Sometimes show people would allow young boys to work for tickets. The work would consist of clearing weeds from the show area, helping to raise the tent, set up the seats, and run all kinds of errands. For the boys this was a thrilling occupation, not to mention getting show tickets in the bargain. Cutting weeds at home was a drudgery to be abhorred. Cutting weeds in the company of show people was a thrill beyond compare. The show people knew a bargain when they saw it, for the boys would work their hearts out to please.

Medicine shows also came around, but their performances were usually in the daytime before a crowd that had been attracted by some attention-getting technique such as music or dance, or a fast speech to arouse curiosity. These entertainers were invariably fast talkers. There were stories, jokes, perhaps a comic skit or an act with a trained animal.

One unusually tantalizing act was that of a man who drove a Model T, blindfolded “alone,” from Doddridge to the highway and back. He claimed to have the magic power to do it. He called upon crowd members to put on the blindfold, which consisted of large quantities of adhesive tape.

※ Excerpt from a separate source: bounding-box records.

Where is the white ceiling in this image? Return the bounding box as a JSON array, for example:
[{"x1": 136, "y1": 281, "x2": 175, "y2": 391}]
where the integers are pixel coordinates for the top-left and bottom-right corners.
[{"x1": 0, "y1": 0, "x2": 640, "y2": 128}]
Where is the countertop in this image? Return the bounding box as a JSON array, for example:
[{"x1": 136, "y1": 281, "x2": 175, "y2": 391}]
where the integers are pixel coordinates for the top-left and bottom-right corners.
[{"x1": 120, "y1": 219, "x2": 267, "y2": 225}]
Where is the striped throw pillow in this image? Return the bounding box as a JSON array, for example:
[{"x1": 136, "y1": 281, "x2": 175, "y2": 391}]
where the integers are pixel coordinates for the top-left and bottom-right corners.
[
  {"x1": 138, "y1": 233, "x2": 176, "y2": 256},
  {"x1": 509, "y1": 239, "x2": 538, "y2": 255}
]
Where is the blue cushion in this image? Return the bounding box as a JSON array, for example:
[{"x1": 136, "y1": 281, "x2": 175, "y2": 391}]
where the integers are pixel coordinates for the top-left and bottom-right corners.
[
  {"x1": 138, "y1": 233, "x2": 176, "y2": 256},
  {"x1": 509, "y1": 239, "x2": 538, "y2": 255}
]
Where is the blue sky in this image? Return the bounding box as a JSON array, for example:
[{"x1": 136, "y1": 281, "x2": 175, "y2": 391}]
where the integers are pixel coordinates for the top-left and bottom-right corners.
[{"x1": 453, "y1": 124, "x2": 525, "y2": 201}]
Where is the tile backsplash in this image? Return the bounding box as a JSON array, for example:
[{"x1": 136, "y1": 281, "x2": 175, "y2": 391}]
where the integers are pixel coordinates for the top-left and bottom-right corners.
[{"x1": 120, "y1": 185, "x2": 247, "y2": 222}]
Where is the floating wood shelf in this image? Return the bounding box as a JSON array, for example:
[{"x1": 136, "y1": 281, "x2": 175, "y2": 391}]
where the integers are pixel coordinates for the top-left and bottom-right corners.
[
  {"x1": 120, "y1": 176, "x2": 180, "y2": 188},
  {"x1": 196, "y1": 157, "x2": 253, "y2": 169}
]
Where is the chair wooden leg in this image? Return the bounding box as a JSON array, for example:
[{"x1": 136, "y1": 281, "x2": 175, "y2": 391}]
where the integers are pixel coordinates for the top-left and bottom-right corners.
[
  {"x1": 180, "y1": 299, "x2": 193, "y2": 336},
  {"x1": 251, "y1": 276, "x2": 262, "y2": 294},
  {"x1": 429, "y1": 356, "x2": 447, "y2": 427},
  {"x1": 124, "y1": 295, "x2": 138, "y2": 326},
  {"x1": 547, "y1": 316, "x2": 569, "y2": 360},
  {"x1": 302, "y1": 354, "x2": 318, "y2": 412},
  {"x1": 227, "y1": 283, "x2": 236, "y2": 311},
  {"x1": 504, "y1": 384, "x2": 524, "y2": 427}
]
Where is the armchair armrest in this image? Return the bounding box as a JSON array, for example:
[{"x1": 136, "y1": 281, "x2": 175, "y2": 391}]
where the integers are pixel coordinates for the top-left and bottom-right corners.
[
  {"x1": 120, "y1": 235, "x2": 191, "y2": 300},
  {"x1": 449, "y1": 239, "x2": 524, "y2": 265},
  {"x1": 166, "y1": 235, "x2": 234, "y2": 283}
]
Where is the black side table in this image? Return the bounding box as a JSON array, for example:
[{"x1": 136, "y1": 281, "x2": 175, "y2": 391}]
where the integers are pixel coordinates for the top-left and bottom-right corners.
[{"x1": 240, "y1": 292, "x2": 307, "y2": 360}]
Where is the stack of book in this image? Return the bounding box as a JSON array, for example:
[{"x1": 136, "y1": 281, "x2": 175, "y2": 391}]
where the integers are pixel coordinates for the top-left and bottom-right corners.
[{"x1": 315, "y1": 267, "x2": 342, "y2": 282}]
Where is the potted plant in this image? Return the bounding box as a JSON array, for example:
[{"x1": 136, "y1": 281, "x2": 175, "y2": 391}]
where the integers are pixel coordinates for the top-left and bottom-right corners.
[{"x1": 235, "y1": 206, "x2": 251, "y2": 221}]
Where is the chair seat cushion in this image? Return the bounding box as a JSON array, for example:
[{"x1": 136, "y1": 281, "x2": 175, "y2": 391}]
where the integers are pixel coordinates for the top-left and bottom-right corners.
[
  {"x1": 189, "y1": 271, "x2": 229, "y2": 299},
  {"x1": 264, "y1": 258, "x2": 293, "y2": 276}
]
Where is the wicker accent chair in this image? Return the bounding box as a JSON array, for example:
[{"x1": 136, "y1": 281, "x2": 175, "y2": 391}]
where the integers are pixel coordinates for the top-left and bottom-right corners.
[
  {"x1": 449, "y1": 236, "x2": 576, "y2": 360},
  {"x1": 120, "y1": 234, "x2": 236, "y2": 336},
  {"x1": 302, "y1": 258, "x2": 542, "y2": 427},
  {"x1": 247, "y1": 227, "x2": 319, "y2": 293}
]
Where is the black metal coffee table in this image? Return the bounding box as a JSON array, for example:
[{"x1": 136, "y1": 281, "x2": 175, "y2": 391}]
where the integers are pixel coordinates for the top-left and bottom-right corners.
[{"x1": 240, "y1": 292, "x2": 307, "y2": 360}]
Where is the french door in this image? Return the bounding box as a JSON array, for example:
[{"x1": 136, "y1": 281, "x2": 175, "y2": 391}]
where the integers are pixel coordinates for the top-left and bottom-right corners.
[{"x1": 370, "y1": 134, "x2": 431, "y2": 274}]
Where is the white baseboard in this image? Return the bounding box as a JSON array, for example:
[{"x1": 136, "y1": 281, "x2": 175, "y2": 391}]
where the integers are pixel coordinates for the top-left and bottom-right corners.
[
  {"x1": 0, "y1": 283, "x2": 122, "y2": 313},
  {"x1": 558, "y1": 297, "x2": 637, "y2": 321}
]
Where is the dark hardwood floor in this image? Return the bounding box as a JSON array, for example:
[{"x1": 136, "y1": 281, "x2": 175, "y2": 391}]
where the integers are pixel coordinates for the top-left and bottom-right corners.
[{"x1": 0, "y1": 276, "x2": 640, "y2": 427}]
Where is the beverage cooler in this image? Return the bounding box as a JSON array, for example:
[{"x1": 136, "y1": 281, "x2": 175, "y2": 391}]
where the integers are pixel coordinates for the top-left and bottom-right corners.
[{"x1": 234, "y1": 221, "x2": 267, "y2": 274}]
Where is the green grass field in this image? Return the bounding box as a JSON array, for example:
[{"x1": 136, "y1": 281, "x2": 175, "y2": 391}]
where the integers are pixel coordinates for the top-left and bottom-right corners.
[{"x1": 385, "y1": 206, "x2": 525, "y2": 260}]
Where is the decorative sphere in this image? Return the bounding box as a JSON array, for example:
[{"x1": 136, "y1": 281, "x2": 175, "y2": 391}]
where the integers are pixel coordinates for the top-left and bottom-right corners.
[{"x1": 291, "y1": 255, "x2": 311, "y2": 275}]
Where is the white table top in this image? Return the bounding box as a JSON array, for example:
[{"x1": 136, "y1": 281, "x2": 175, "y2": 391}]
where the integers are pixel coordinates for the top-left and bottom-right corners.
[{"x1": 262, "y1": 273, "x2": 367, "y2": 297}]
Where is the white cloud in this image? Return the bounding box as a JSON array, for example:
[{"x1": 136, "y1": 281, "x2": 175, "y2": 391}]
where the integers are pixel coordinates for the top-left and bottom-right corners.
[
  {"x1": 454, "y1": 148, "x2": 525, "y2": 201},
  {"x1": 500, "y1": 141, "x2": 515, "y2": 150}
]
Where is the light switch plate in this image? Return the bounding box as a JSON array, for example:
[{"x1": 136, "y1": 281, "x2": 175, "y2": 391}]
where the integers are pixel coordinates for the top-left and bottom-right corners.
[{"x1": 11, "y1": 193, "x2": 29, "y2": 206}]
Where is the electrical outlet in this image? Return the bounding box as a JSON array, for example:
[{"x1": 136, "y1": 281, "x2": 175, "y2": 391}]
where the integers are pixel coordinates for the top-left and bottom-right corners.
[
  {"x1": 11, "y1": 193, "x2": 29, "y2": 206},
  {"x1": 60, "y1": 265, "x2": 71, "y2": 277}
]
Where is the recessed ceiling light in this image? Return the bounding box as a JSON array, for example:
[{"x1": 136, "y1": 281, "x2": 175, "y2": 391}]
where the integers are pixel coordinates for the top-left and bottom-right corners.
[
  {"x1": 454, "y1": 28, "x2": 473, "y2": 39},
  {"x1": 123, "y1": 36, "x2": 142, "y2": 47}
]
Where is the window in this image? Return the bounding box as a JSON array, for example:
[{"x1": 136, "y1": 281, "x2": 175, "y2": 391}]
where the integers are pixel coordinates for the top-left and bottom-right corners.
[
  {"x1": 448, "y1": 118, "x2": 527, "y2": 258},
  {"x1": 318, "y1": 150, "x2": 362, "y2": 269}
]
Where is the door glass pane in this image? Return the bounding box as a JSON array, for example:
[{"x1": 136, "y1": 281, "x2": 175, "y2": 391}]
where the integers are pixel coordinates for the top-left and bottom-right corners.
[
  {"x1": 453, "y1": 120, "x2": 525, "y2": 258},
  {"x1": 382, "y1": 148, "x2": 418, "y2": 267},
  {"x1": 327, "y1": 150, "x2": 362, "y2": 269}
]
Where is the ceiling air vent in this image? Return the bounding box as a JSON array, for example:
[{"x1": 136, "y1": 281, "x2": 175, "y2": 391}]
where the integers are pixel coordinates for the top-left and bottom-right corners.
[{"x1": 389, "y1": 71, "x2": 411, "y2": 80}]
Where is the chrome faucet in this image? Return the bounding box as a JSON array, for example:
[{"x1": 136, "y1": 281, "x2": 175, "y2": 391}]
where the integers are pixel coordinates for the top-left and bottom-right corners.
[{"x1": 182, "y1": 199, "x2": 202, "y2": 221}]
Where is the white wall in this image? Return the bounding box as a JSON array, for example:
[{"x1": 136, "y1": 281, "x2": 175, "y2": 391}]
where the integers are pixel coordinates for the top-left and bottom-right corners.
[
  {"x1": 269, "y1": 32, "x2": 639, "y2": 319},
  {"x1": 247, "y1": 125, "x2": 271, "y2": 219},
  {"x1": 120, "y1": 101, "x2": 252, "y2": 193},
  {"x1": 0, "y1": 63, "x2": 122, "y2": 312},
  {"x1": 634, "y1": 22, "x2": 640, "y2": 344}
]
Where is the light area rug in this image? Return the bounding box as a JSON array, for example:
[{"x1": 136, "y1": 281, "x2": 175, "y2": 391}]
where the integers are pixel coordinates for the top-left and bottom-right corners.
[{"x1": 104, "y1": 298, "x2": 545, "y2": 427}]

There was no question that he was blindfolded. He climbed into the Model T, started up and began waving his hand over the hood of the car to cast the magic spell. Occasionally, he would even spit on his fingers as if this gave some added impetus to creating the magic spell. Then he took off, and at a good clip of speed. The crowd was a gasp. Just before the showman got out of town, another driver, coming in the opposite direction met this weird, unbelievable sight and nearly swerved off the road. When the man arrived where the crowd stood, they were laughing uproariously because of the bewilderment in his face. Five minutes later the blindfolded showman came speeding back into town still waving his hand frantically over the hood of the car as if it were about to go out of control. The crowd scattered in all directions. But in a moment he stopped the car in the same spot he had left. The crowd was duly impressed.

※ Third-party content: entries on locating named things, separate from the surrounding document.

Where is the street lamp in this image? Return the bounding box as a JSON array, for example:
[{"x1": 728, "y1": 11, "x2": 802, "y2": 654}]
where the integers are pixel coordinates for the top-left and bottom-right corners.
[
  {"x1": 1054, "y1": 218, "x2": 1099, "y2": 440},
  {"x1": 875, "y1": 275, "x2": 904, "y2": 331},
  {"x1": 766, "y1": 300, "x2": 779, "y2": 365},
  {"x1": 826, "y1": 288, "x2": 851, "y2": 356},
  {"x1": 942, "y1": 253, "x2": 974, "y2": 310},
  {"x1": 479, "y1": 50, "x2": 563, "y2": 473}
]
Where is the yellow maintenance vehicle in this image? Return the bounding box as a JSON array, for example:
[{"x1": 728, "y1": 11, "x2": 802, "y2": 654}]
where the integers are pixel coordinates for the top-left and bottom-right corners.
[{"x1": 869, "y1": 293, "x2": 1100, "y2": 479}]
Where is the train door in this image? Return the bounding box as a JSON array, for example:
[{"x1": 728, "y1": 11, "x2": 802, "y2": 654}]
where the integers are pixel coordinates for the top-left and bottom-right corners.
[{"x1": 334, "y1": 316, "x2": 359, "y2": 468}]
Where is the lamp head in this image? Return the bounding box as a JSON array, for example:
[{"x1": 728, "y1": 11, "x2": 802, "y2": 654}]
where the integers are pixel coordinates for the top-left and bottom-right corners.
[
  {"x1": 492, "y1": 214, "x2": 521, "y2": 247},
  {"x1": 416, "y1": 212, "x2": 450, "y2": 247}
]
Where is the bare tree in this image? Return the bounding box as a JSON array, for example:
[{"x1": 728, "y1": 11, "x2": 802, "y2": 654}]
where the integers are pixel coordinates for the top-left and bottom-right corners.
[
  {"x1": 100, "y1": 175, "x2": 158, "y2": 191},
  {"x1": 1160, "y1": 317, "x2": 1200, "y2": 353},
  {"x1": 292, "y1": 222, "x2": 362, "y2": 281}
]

Another medicine show featured a rifle marksman who was nothing short of being spectacular. He could shoot targets while aiming through a mirror; he could throw a brick into the air and hit it three or four times before it hit the ground. But his truly dramatic act, his clincher, was the shooting of a potato from his daughter’s mouth. The crowd did some squirming on this one. The girl held the potato from a toothpick clenched between her teeth. The marksman slowly and carefully aimed several times (probably to heighten the crowd’s suspense). At last, he fired. The potato vanished, the girl was smiling, and the crowd breathed in relief.

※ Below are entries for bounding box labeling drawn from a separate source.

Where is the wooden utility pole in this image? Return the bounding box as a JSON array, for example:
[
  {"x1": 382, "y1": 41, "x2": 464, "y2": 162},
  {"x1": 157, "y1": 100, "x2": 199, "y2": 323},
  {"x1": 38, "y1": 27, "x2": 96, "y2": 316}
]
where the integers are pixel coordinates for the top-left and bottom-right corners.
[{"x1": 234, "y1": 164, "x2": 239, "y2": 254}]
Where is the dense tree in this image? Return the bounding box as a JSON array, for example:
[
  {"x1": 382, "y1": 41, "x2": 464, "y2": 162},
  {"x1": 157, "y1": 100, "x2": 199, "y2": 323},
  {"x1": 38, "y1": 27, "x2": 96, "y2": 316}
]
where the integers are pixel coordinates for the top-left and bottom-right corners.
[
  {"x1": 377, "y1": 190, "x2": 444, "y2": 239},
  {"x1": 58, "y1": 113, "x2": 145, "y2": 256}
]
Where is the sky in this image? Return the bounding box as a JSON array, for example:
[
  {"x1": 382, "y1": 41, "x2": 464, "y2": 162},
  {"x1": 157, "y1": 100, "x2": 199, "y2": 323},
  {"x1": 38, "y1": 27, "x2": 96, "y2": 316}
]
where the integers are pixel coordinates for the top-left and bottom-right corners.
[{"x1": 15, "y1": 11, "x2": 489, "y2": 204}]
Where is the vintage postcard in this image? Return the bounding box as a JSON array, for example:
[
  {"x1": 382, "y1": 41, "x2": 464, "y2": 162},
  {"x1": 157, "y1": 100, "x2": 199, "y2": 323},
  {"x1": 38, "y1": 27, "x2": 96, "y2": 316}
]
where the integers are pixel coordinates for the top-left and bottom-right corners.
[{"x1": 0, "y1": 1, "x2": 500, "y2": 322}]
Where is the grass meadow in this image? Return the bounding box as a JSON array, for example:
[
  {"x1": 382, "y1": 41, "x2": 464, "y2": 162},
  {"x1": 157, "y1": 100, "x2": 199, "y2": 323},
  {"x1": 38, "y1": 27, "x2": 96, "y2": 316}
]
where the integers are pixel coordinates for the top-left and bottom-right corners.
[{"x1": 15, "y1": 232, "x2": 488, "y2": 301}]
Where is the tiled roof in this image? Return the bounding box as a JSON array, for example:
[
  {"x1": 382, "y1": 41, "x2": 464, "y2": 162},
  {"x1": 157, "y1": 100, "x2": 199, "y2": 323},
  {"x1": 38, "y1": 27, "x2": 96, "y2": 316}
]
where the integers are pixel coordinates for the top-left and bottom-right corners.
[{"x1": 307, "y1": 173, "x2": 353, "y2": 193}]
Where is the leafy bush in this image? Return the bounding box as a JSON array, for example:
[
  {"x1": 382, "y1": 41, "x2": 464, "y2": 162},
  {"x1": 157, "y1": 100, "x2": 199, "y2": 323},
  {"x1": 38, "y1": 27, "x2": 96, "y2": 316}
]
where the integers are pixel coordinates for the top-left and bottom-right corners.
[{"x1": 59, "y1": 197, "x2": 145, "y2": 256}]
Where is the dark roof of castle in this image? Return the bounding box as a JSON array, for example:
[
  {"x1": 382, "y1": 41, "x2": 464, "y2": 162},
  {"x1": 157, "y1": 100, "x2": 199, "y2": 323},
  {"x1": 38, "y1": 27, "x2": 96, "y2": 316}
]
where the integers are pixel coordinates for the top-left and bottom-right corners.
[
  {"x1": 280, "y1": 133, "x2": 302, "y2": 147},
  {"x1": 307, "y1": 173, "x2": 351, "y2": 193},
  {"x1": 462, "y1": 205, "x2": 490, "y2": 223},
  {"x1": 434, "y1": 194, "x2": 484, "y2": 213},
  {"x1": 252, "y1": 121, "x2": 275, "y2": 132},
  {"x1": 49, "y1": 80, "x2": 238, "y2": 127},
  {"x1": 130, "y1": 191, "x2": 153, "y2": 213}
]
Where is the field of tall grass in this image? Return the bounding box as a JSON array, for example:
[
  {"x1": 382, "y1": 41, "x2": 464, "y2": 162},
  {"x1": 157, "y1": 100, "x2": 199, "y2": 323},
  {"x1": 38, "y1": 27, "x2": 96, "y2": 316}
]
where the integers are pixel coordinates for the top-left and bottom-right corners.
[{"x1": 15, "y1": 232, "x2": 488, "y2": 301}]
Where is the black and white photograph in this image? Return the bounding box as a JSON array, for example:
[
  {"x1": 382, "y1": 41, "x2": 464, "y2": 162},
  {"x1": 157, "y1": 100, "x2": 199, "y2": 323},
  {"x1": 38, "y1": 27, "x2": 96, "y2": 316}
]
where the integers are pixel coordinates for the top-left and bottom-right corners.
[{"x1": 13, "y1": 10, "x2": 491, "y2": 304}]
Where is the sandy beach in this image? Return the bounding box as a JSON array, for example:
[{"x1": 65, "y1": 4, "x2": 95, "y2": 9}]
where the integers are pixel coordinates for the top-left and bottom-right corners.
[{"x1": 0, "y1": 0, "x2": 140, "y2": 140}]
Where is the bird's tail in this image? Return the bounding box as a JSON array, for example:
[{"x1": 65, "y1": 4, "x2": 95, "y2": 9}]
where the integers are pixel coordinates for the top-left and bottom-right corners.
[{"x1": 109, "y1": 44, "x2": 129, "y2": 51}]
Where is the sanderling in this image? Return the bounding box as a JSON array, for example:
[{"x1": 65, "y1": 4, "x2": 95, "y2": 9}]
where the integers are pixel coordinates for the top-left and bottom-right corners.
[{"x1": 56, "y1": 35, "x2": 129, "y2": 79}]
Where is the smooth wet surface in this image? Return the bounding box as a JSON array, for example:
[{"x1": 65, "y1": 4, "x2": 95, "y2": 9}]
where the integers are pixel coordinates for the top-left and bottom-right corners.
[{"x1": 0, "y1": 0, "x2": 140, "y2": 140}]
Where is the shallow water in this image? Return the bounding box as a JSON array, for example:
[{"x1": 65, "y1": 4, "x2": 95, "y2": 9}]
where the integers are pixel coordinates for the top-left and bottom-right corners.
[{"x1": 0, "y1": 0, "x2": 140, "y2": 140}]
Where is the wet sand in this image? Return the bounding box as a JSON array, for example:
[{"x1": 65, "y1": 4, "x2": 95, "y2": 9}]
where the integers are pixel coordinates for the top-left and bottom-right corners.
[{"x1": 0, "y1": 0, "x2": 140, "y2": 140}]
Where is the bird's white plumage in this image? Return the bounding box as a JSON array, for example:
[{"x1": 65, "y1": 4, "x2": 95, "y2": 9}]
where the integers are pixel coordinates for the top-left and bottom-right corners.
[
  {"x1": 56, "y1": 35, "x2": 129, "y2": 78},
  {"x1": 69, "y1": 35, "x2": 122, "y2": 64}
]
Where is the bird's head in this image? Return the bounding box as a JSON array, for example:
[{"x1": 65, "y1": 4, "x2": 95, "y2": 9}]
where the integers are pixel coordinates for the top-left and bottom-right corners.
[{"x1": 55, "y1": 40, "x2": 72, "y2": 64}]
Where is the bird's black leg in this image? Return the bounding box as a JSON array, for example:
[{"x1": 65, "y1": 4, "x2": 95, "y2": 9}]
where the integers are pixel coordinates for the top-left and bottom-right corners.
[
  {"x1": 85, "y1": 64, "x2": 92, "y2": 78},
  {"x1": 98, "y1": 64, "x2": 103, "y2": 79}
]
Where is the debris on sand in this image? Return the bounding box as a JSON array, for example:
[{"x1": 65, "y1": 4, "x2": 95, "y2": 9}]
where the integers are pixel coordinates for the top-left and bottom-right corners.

Gun and machine oil were the products being sold by this marksman. To hear him tell of its virtues, it would do just about anything. He even drank a swallow of it to prove it harmless, and, perhaps to suggest that it would even loosen-up body joints. All country folks had guns and machines to care for, so they didn’t hesitate to buy. Even the poorest of the poor would fork over a quarter (a lot of money) for these magical potions. Besides, it was one heck of a good show.

The Community Picnic One of the ideal unifying activities of Doddridge both before and during the 1920s was the gathering of the entire community at Collins Bluff or elsewhere on the scenic banks of Red River for a fish fry or picnic.

Hundreds of people gathered at these festive occasions, each family bringing the best that the mother’s cooking skill could produce. There was fried chicken, potato salad, home-made pickles, chocolate pies, coconut pies, lemon pies, all varieties of cakes and cookies, and whatever else might be thought of as interesting and delicious. If the occasion was a fish fry, the fish were fried in huge cast iron skillets over an open fire by the men. The fish had just come from the river. There were tubs of lemonade and iced tea People strolled about, stood in groups, or sat in the grass in the shade of large oak trees and talked all day. It was a visiting revival. People liked these affairs so much that one might have believed that the community picnic would be around for all time. However, the activity eventually faded completely from community experience. The last community picnic took place in about 1925 or 1926.